It was a war zone with walk-up or drive up illicit drug markets. The drug boys were packing and proud of it. The police were scared to drive through. One parishioner was a victim of a purse snatching and called the police, who told her often the purse snatchers stole the money and tossed the purses in dumpsters. So they took her to the dumpsters in the near vicinity. But as she got out of the car the police, who looked uncomfortable in the interior of the housing project, locked the door behind her. But it was also home to families trying to survive. We lived in a church building across the street from the government homes. We were idealists with Jesus on our side.
So we tried to lessen the pounding poverty that stood as Damocles’ sword over their heads. One of our more successful programs was the youth program, which, if you knew Rob Toney, would surprise you quite a bit. White, pale blonde, tobacco-chewing good ole boy from Tennessee. But he had the soul of a poet and a unique, laid back way that appealed to some of the kids in the government housing across the street. He also had fibromyalgia that sometimes left him with severe pain. He was also quite capable of exaggerating his truth. He struggled a lot but somehow created a safe place for the young men who would come to his drop-in center. He visited in their homes and talked to their mothers (fathers were not usually in the picture). The mothers liked his boyish ways, his idealistic youthful way of viewing the world, and saw that he cared about their children.
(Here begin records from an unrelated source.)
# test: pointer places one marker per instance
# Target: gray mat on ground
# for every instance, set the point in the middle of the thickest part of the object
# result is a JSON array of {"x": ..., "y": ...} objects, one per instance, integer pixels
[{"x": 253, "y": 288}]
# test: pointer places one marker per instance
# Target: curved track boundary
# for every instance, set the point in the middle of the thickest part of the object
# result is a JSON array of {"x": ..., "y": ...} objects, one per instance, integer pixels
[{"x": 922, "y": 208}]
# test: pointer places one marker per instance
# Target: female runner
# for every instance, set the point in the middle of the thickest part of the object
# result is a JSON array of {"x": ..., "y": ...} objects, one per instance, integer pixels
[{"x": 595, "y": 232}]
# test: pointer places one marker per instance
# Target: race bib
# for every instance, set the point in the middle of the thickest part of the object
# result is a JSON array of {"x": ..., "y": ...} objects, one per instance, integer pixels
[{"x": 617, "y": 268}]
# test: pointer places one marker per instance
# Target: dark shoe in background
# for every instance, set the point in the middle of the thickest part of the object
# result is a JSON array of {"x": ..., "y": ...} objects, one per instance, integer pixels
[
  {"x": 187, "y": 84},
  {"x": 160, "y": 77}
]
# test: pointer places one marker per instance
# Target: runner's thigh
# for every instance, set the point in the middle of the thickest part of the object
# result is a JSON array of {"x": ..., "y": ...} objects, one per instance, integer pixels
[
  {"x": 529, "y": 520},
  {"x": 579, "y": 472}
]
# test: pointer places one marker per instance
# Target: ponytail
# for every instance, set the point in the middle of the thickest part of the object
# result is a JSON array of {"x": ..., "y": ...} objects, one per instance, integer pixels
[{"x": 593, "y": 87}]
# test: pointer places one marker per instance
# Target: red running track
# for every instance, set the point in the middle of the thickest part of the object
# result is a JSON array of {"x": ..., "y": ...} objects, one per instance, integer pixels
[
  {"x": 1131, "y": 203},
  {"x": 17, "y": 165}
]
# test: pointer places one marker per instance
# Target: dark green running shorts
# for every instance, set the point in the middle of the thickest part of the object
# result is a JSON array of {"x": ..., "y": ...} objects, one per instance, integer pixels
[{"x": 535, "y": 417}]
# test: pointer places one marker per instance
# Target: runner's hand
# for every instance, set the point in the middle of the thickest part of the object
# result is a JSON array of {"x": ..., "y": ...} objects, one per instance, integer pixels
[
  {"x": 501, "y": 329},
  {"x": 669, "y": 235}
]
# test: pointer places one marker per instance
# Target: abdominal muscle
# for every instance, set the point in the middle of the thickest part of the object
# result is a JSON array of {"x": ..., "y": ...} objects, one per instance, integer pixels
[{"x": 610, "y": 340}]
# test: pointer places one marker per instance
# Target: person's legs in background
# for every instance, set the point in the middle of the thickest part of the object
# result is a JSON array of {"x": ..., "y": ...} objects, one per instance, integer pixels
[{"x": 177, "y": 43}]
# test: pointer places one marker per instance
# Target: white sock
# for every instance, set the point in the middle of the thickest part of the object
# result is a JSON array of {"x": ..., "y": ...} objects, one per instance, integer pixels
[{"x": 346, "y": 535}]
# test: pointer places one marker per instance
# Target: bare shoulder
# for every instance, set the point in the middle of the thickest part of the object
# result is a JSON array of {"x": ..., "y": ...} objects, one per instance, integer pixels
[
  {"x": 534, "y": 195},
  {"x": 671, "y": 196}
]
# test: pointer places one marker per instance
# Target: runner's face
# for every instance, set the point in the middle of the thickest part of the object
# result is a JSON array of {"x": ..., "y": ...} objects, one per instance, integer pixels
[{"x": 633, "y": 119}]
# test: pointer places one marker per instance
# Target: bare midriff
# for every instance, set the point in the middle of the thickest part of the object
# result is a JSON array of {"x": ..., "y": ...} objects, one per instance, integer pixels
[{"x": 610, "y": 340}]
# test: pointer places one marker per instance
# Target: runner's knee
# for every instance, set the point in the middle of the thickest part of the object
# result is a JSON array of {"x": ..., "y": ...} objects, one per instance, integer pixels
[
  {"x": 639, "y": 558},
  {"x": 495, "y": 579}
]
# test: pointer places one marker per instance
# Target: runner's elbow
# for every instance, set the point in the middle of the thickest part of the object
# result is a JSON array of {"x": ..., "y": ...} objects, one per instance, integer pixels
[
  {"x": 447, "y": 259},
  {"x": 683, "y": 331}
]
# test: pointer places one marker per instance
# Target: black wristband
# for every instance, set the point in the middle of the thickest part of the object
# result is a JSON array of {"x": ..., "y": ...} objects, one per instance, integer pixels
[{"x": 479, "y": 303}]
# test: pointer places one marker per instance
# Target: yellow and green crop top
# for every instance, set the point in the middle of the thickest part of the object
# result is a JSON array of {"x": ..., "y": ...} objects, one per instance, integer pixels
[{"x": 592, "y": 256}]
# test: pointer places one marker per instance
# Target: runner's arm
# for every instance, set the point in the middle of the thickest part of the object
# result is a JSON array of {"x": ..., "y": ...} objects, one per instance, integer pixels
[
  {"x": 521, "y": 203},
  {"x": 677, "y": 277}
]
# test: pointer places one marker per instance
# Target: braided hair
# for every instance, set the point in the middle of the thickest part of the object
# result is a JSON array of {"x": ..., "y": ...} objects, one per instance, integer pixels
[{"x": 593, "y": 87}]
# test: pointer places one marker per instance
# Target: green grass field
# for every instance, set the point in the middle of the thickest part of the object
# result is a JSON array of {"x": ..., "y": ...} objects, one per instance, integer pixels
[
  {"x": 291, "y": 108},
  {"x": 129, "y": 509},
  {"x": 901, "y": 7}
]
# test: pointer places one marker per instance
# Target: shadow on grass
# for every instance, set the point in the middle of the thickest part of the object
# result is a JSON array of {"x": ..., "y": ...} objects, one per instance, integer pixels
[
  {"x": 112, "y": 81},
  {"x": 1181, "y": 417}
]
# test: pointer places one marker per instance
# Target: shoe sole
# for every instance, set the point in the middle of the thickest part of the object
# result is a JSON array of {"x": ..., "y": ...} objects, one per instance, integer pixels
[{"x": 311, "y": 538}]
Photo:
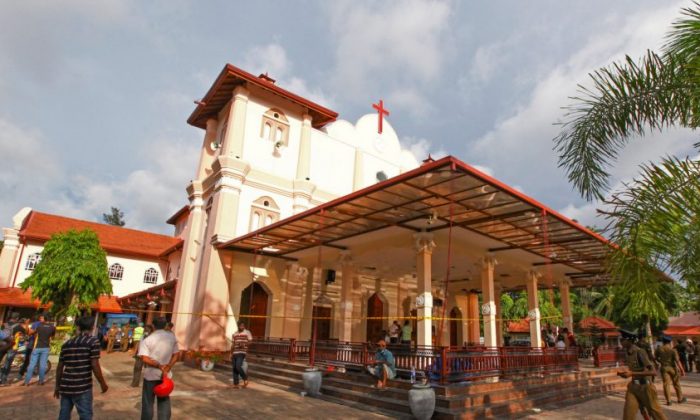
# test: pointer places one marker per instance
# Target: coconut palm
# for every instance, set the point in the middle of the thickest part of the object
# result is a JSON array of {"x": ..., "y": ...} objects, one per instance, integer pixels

He was evangelical, but not in the typical sense. He would preach about Stokely Carmichael and Malcolm X. The conversations were almost humorous as he, of a southern accent, spouted black power philosophy, spitting tobacco into his plastic cup, wearing his baseball cap; and the young men began to form a bond that would help them cope with lives that were unnecessarily hard and disadvantaged. He soon became somewhat of a legend in the neighborhood. There were attempted muggings until he let the muggers know he knew their mothers and was pretty sure they would not appreciate this new hobby they had picked up. But it was not always that easy; he would be mugged once by those whose mothers he did not know.
The rest of the staff were envious of the connection he was making with these young men. There was a magic or some might say grace that connected him to these men. But he and the staff always grieved at the hard circumstances that were blocking their way from fulfilling their potential. The neighborhood claimed many a youth before their time and even when they survived, it left a deep scar. Many lives of ‘the what may have been’ if the world was a fair place were lived. We prayed and raised angry hands to God, demanding fairness.
One night one of our younger homeless residents with whom we had been working, fell off the wagon. He was angry and walking through the government housing drunk and ranting and raving. The problem was he was using racial epithets that are very unwise to use in black communities. A crowd of black men had gathered around him to settle a racial score. Some of Rob’s youth knew he was one of our errant residents and ran to tell Rob of the danger he was in. Rob always had liked Dan, a homeless good ole boy ever since he had moved in with us. So Rob rushed to help him. The situation was out of control; punches were being thrown and Dan laid on the ground cussing and sharing his racial epithets with even more vigor. Rob rushed in between the men and told them to stop but it had no effect and now he was receiving pushes and punches. As far as they were concerned he was white and tonight it was not a good night to be in the hood for white boys.
It was then an act of courage and a “we shall rise occurred” moment occurred. Six to eight of his youth stepped in between the crowd and circled the two white men. This was an act that put them in danger; these were men with who, they had to live. Some were known gang members. They were just between the ages of thirteen and seventeen. Yet they, with fear and trembling, slowly marched the two white men out of the hood and across the street to the safety of our church.
This spontaneous action by these young men made me realize they would survive and if life gave them half a chance they would thrive. These many years later some have graduated from college, one is a police officer, and others are married and have left behind a life and a place to a more fair reality. Rob, for his part, lists as his profession poet and artist. No surprise there; he always had a lot of soul.